A digital black and white image is composed of small squares (pixels) whose colour ranges from white to black through all shades of grey. Each shade is coded by a real number $x$ as follows:
- $x = 0$ for white;
- $x = 1$ for black;
- $x = 0.01; x = 0.02$ and so on up to $x = 0.99$ in steps of 0.01 for all intermediate shades (from light to dark).
A function $f$ defined on the interval $[0; 1]$ is called a ``retouching function'' if it has the following four properties:
- $f(0) = 0$;
- $f(1) = 1$;
- $f$ is continuous on the interval $[0; 1]$;
- $f$ is increasing on the interval $[0; 1]$.
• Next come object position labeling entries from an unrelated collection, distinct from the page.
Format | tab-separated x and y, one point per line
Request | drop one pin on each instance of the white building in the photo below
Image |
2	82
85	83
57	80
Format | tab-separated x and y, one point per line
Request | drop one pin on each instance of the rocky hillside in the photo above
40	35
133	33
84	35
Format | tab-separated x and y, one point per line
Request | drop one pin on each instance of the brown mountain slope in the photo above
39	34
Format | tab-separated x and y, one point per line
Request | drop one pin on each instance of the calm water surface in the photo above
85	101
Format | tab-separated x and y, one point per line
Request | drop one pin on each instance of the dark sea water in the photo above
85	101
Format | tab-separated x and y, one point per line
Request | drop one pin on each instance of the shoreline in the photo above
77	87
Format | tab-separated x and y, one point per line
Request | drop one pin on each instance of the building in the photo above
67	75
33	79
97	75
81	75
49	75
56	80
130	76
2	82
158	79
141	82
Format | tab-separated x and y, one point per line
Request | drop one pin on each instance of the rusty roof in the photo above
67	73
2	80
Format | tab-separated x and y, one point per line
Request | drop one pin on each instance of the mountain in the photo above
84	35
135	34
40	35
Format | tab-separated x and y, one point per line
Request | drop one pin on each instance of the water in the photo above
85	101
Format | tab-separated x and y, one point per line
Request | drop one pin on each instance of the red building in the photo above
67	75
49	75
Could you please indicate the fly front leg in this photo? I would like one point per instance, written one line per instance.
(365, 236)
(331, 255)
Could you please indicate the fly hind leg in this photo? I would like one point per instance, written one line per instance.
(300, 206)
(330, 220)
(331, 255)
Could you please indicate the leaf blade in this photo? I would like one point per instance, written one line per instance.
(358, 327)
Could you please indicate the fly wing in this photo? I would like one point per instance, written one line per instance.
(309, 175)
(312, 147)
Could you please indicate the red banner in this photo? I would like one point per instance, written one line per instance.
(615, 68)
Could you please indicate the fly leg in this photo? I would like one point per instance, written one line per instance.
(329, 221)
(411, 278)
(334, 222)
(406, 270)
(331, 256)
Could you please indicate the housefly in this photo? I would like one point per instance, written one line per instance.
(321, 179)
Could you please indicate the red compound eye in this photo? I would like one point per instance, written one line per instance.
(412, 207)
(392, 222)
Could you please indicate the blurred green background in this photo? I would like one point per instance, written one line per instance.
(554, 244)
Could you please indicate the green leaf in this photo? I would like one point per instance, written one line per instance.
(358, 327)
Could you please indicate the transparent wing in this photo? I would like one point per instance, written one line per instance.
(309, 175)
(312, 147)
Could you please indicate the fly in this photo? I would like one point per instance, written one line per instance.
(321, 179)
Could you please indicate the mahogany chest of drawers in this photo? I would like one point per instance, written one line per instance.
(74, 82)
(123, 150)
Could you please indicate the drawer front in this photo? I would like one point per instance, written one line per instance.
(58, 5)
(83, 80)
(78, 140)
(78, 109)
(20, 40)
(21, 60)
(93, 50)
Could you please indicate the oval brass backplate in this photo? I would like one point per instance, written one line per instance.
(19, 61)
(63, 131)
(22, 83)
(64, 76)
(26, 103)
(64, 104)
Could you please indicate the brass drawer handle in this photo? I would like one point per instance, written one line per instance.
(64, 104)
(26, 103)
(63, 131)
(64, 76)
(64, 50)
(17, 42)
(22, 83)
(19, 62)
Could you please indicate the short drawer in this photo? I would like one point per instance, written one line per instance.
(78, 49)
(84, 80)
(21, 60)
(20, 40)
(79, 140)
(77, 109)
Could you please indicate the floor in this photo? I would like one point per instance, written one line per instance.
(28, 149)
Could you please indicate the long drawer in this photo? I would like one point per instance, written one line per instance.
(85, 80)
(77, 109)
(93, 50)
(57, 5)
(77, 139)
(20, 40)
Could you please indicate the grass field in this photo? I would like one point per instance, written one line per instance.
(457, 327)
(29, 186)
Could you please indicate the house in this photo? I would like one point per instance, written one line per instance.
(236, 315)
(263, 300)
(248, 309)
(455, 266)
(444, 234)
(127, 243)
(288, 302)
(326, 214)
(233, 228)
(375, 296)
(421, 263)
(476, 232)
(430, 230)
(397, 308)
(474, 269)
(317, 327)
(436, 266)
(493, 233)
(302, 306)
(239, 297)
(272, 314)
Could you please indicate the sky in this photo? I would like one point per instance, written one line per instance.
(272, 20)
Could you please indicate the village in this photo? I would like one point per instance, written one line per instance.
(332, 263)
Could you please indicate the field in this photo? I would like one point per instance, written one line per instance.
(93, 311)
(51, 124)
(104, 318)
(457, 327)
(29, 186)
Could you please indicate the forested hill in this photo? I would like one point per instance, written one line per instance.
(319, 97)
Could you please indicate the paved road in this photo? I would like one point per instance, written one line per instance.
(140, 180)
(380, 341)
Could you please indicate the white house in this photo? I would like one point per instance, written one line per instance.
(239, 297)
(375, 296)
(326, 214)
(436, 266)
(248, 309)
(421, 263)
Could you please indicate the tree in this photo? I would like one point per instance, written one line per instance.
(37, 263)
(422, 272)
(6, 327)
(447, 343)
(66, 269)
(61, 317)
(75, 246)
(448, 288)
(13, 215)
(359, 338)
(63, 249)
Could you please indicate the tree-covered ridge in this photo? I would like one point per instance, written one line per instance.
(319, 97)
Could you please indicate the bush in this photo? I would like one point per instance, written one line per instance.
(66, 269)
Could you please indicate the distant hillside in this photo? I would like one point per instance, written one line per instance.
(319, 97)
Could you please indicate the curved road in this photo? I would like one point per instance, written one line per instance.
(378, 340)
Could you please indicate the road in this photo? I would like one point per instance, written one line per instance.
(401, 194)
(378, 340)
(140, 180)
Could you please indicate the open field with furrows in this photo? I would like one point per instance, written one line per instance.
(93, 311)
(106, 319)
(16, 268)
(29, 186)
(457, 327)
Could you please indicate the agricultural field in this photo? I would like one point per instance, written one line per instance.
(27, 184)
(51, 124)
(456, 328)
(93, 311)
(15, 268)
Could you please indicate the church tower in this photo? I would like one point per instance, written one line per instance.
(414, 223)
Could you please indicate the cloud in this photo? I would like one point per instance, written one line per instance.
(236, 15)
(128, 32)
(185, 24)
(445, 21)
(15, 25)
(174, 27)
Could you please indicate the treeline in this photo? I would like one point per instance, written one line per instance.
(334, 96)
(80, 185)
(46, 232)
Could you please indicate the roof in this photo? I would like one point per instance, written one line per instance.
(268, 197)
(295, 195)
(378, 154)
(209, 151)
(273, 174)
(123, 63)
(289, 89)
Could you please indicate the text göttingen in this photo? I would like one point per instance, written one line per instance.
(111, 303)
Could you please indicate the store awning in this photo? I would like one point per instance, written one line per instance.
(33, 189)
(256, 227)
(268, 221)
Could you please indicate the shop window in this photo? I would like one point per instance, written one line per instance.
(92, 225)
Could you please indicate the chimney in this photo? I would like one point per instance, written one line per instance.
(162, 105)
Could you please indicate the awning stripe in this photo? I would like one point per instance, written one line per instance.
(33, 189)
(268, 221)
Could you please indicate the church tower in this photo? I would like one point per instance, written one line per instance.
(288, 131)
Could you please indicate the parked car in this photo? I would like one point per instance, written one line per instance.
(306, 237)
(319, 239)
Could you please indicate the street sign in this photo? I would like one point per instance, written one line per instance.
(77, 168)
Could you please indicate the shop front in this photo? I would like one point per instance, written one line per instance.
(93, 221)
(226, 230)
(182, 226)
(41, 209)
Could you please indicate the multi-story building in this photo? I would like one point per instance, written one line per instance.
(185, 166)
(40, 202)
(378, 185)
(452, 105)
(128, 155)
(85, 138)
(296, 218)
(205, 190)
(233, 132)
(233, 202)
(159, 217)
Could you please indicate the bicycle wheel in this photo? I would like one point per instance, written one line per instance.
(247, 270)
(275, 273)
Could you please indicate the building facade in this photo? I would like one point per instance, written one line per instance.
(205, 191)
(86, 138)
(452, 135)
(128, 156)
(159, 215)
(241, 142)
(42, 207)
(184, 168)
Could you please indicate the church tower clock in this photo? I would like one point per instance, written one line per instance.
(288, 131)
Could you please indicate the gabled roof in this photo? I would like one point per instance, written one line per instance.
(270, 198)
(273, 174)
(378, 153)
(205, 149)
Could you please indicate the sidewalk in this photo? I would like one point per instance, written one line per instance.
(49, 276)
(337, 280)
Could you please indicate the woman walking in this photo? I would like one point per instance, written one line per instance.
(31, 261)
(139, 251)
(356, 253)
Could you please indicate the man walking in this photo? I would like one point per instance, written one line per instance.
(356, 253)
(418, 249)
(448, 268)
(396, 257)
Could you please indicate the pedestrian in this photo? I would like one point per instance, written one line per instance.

A shade coded $x$ is said to be darkened by the function $f$ if $f(x) > x$, and lightened if $f(x) < x$.
Part A
- We consider the function $f_{1}$ defined on the interval $[0; 1]$ by: $$f_{1}(x) = 4x^{3} - 6x^{2} + 3x$$ a) Prove that the function $f_{1}$ is a retouching function. b) Solve graphically the inequality $f_{1}(x) \leq x$, using the graph given in the appendix, to be returned with your answer sheet, showing the necessary dotted lines. Interpret this result in terms of lightening or darkening.
- We consider the function $f_{2}$ defined on the interval $[0; 1]$ by: $$f_{2}(x) = \ln[1 + (e - 1)x]$$ We admit that $f_{2}$ is a retouching function. We define on the interval $[0; 1]$ the function $g$ by: $g(x) = f_{2}(x) - x$. a) Establish that, for all $x$ in the interval $[0; 1]$: $g'(x) = \frac{(e - 2) - (e - 1)x}{1 + (e - 1)x}$; b) Determine the variations of the function $g$ on the interval $[0; 1]$. Prove that the function $g$ has a maximum at $\frac{e - 2}{e - 1}$, a maximum whose value rounded to the nearest hundredth is 0.12. c) Establish that the equation $g(x) = 0.05$ has two solutions $\alpha$ and $\beta$ on the interval $[0; 1]$, with $\alpha < \beta$. We will admit that: $0.08 < \alpha < 0.09$ and that: $0.85 < \beta < 0.86$.
Part B
We note that a modification of shade is visually perceptible only if the absolute value of the difference between the code of the initial shade and the code of the modified shade is greater than or equal to 0.05.
- In the algorithm described below, $f$ denotes a retouching function. What is the role of this algorithm? \begin{verbatim} Variables : x (initial shade) y (retouched shade) E (difference) c (counter) k Initialization : c takes the value 0 Processing: For k ranging from 0 to 100, do x takes the value k/100 y takes the value f(x) E takes the value |y - x| If E >= 0.05, do c takes the value c + 1 End if End for Output: Display c \end{verbatim}
- What value will this algorithm display if applied to the function $f_{2}$ defined in the second question of part $\mathbf{A}$?
Part C
In this part, we are interested in retouching functions $f$ whose effect is to lighten the image overall, that is, such that, for all real $x$ in the interval $[0; 1]$, $f(x) \leq x$. We decide to measure the overall lightening of the image by calculating the area $\mathscr{A}_{f}$ of the portion of the plane between the x-axis, the curve representing the function $f$, and the lines with equations $x = 0$ and $x = 1$ respectively. Between two functions, the one that has the effect of lightening the image the most is the one corresponding to the smallest area. We wish to compare the effect of the following two functions, which we admit are retouching functions:
$$f_{3}(x) = x\mathrm{e}^{(x^{2} - 1)} \quad f_{4}(x) = 4x - 15 + \frac{60}{x + 4}$$
- a) Calculate $\mathscr{A}_{f_{3}}$. b) Calculate $\mathscr{A}_{f_{4}}$
- Of these two functions, which one has the effect of lightening the image the most?